Since the moment Obama arrived on the national scene in 2004, the 
very idea of leadership has been under assault. Many of the old 
institutions that once anchored the American Dream have been bled of 
public confidence. Banks, Big Business, the news media and Congress all 
polled at or near record lows during his first term. Obama himself was 
the target of uncommon vitriol, but he has somehow managed to keep the 
public’s faith.
To understand how he kept his job, the best place to start is where 
he did. In early 2011, David Simas, a former registrar of deeds in 
Taunton, Mass., who had become a senior White House aide, switched on 
what might be called one of the largest listening posts in U.S. history.
 For months on end, two or three nights a week, Simas and his team 
secretly gathered voters in rented rooms across the swing states, eight 
at a time, the men separated from the women.
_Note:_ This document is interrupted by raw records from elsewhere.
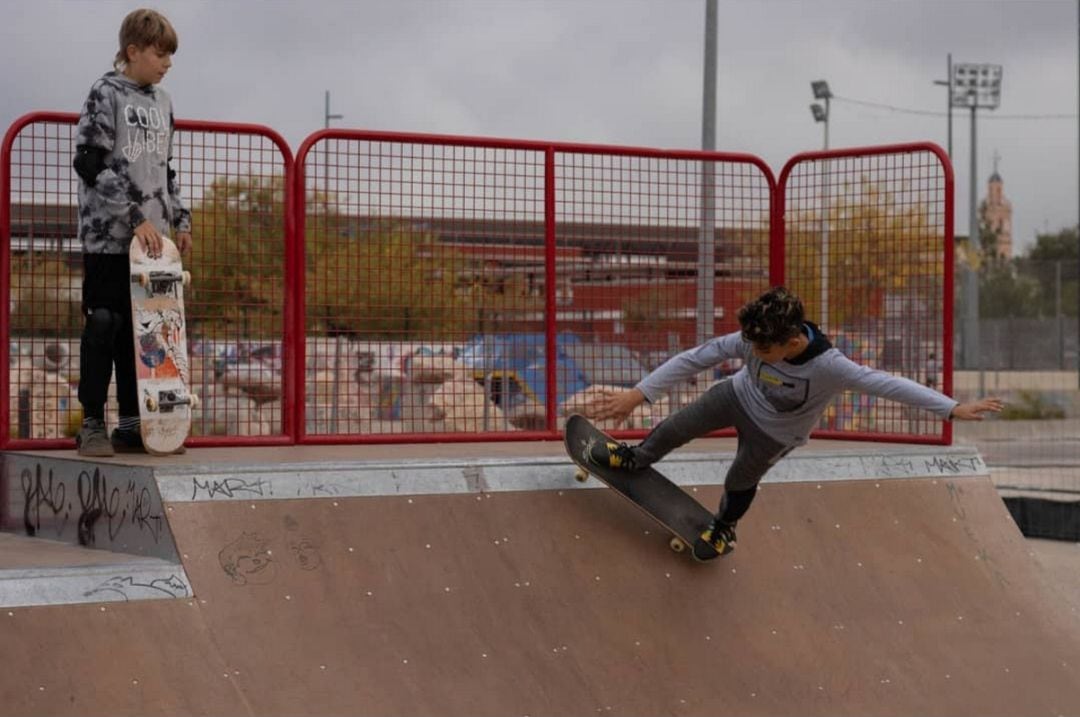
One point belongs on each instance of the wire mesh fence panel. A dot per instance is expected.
(44, 282)
(232, 179)
(656, 254)
(235, 183)
(866, 242)
(424, 267)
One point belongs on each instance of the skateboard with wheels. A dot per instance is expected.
(161, 347)
(647, 488)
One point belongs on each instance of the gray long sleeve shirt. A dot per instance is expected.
(786, 400)
(134, 125)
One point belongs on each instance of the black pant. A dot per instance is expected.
(107, 336)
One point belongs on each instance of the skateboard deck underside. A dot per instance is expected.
(648, 489)
(161, 349)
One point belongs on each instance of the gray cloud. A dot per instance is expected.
(625, 71)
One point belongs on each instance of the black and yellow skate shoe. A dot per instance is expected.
(613, 455)
(716, 541)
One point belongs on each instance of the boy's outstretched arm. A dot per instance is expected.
(616, 405)
(973, 410)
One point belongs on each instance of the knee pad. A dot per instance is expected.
(102, 326)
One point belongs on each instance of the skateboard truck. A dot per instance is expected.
(159, 282)
(166, 401)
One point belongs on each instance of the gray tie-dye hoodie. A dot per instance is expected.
(134, 125)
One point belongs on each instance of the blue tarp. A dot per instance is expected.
(523, 356)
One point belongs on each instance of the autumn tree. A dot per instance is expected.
(238, 260)
(869, 242)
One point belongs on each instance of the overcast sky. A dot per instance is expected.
(611, 71)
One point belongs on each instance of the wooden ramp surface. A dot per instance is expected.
(899, 597)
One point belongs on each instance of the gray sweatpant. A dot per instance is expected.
(717, 408)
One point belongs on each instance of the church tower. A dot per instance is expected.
(996, 212)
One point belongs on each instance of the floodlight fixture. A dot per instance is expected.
(821, 90)
(976, 84)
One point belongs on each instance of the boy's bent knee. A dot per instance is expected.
(102, 325)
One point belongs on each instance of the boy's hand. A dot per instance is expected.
(973, 409)
(616, 405)
(147, 233)
(184, 241)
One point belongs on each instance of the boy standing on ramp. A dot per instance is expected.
(791, 374)
(123, 149)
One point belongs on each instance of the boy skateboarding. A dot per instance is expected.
(791, 374)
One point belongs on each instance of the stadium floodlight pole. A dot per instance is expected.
(326, 116)
(821, 91)
(706, 240)
(974, 86)
(948, 98)
(820, 115)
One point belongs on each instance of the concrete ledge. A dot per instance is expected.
(147, 579)
(467, 475)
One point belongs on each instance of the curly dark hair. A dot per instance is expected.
(772, 318)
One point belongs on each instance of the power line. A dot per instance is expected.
(927, 112)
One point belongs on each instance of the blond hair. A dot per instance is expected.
(143, 28)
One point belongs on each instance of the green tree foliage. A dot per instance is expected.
(872, 243)
(46, 296)
(1027, 286)
(366, 278)
(238, 261)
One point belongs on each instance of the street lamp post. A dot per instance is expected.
(821, 91)
(948, 98)
(974, 86)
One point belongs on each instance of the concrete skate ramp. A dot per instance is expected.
(893, 597)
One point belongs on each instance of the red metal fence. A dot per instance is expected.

The Obamans poked at their 
guinea pigs’ animal spirits, asked for confessions and played 
word-association games. (Among swing voters, Democrat often elicited 
Barack Obama, and Republican would yield words like old and backward.) 
Live feeds of the focus groups were shown on computer screens at 
campaign headquarters in Chicago. The first discovery Simas made held 
the keys to the kingdom. “Here is the best thing,” he said of Obama when
 he went back to home base. “People trust him.”